We close most fix-and-flip loans in seven to ten business days from signed term sheet. For straightforward purchases with clear title and a detailed renovation budget, five-day closes are possible. We issue term sheets within twenty-four hours of receiving a purchase contract and renovation scope. Our appraisal network is familiar with San Francisco's micro-market pricing, and we do not require full MAI appraisals on properties under $2 million — a broker price opinion with comps is sufficient for expedited underwriting.

Will you lend on a soft-story building that has not completed the mandatory seismic retrofit?

Yes, with the retrofit cost fully budgeted. San Francisco's Soft Story Mandatory Retrofit Ordinance requires seismic work on qualifying wood-frame multi-unit buildings, and we treat that retrofit scope as a renovation draw line item. We have financed numerous pre-retrofit soft-story buildings in the Marina, Tenderloin, and Richmond. The retrofit engineering and construction costs — typically $50,000–$150,000 depending on unit count and structural conditions — are included in the renovation holdback and disbursed after the city's retrofit compliance inspection.

What happens if my project gets stuck in Discretionary Review at SF Planning?

We build DR-delay protection into every loan. Our standard fix-and-flip term includes one six-month extension at a disclosed flat fee. If a Section 311 neighbor notification triggers a DR hearing that delays permit issuance, you request the extension in writing with documentation of permit status, and we grant it without renegotiating rate or loan balance. Investors dealing with the city's fourteen- to twenty-four-month DR timelines use our extension structure as a hedge against political delay.

Do you lend to LLCs and family trust entities?

Yes, we lend to single-purpose LLCs, multi-member LLCs, California revocable trusts, Delaware statutory trusts, and other entity structures with a personal guarantee from the controlling party. Tech-wealth investors and family-office borrowers who hold assets in trust for estate planning purposes close with us routinely. We need the entity formation documents, operating agreement or trust instrument, and authorization to borrow — typically a twenty-four-hour documentation process.

How do you handle the renovation draw process for an ADU addition in San Francisco?

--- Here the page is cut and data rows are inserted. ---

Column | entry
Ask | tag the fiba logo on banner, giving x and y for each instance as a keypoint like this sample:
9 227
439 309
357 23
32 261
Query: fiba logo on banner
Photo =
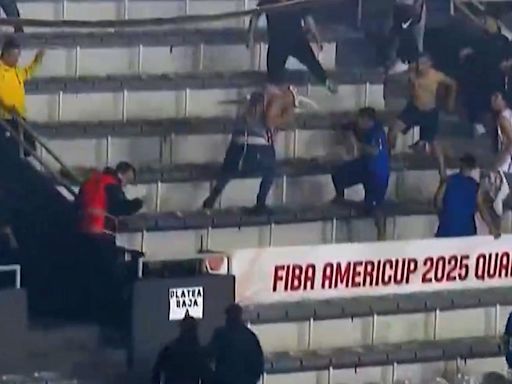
185 301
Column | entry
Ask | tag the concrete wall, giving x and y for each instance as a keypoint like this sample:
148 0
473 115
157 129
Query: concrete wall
414 373
327 334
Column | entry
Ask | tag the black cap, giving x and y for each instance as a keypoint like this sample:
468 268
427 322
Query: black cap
256 98
468 161
10 43
234 312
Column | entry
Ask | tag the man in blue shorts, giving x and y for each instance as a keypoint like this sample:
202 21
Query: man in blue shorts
458 199
422 110
371 168
507 346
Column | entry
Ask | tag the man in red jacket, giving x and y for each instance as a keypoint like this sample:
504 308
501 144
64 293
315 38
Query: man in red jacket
101 199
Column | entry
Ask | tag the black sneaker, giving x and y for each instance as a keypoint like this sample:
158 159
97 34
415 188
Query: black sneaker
208 203
259 209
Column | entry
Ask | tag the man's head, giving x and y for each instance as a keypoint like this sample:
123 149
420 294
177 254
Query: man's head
490 24
126 173
256 104
11 50
498 102
468 163
424 62
234 315
366 118
188 326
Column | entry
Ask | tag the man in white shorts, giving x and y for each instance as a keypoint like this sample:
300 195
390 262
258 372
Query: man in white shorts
406 34
503 163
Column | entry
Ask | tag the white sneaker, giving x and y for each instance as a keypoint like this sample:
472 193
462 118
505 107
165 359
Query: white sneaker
479 129
398 67
332 87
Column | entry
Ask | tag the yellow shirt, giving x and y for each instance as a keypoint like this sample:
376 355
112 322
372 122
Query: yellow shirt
12 87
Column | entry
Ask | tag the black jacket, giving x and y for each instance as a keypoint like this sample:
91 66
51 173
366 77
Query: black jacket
237 354
117 202
183 361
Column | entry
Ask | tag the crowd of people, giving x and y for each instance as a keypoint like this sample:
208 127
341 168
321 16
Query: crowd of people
481 85
234 352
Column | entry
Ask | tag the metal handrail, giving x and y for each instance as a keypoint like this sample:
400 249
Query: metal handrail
464 9
25 147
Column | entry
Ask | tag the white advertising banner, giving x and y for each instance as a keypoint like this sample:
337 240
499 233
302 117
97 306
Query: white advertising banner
269 275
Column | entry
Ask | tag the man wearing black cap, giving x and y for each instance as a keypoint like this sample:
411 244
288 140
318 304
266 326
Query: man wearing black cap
251 150
288 31
183 361
236 351
458 199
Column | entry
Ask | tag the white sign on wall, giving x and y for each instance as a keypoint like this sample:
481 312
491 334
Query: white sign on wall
187 300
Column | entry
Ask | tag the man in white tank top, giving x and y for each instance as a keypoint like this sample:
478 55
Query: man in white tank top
503 162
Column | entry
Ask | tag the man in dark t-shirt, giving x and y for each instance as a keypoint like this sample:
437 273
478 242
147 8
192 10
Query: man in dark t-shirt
287 36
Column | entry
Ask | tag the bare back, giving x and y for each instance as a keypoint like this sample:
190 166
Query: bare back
279 107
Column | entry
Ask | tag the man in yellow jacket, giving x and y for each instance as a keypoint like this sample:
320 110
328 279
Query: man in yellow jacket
12 86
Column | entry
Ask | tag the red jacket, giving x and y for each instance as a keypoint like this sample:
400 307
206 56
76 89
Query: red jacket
93 204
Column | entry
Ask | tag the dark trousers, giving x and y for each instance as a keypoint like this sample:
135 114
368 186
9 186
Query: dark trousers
104 277
356 172
26 137
300 48
246 160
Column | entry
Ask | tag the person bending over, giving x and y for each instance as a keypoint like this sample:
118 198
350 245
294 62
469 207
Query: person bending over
252 143
287 37
457 200
422 111
371 168
501 174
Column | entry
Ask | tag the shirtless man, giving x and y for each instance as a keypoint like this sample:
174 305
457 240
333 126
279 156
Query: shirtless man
252 143
502 175
421 110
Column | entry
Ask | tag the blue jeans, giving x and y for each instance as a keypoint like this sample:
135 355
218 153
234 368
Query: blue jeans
246 160
356 172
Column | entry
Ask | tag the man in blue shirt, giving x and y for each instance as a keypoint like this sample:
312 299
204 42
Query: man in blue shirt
371 168
458 198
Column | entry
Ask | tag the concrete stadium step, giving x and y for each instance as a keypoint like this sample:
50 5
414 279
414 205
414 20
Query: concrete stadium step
157 60
380 320
305 138
74 350
184 95
175 37
219 80
182 187
230 229
384 355
178 126
292 167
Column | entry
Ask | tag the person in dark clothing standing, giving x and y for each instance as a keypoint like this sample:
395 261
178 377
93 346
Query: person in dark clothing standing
101 200
252 144
8 243
458 199
288 37
236 351
483 63
183 361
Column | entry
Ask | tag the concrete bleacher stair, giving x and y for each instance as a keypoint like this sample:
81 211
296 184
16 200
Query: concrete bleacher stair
108 96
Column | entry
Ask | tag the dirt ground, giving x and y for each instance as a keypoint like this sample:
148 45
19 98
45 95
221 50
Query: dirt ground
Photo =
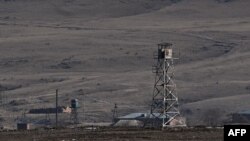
101 52
177 134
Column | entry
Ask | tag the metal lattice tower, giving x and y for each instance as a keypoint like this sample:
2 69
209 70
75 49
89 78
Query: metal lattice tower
115 114
164 106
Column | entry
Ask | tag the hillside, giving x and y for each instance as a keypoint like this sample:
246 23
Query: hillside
101 51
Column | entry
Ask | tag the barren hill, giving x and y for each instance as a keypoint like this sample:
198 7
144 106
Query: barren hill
100 51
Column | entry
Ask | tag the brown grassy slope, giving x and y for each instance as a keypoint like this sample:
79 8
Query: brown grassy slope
104 50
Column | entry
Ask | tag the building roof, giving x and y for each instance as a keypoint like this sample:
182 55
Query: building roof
140 116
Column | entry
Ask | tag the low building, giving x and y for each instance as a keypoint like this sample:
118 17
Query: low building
61 109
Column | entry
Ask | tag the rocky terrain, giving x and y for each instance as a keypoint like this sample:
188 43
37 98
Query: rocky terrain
101 52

ADU addition draws follow the same milestone-inspection model as standard renovation draws. We typically structure four to five draws for an ADU project: foundation/framing inspection, rough mechanical and electrical, insulation and drywall, and finishes plus final inspection by the SF Department of Building Inspection. Funds are disbursed within two to three business days of inspection verification. For attic-conversion JADUs under AB-2221, we treat the city's pre-application meeting as an initial draw milestone to confirm permit eligibility before releasing substantial renovation funds.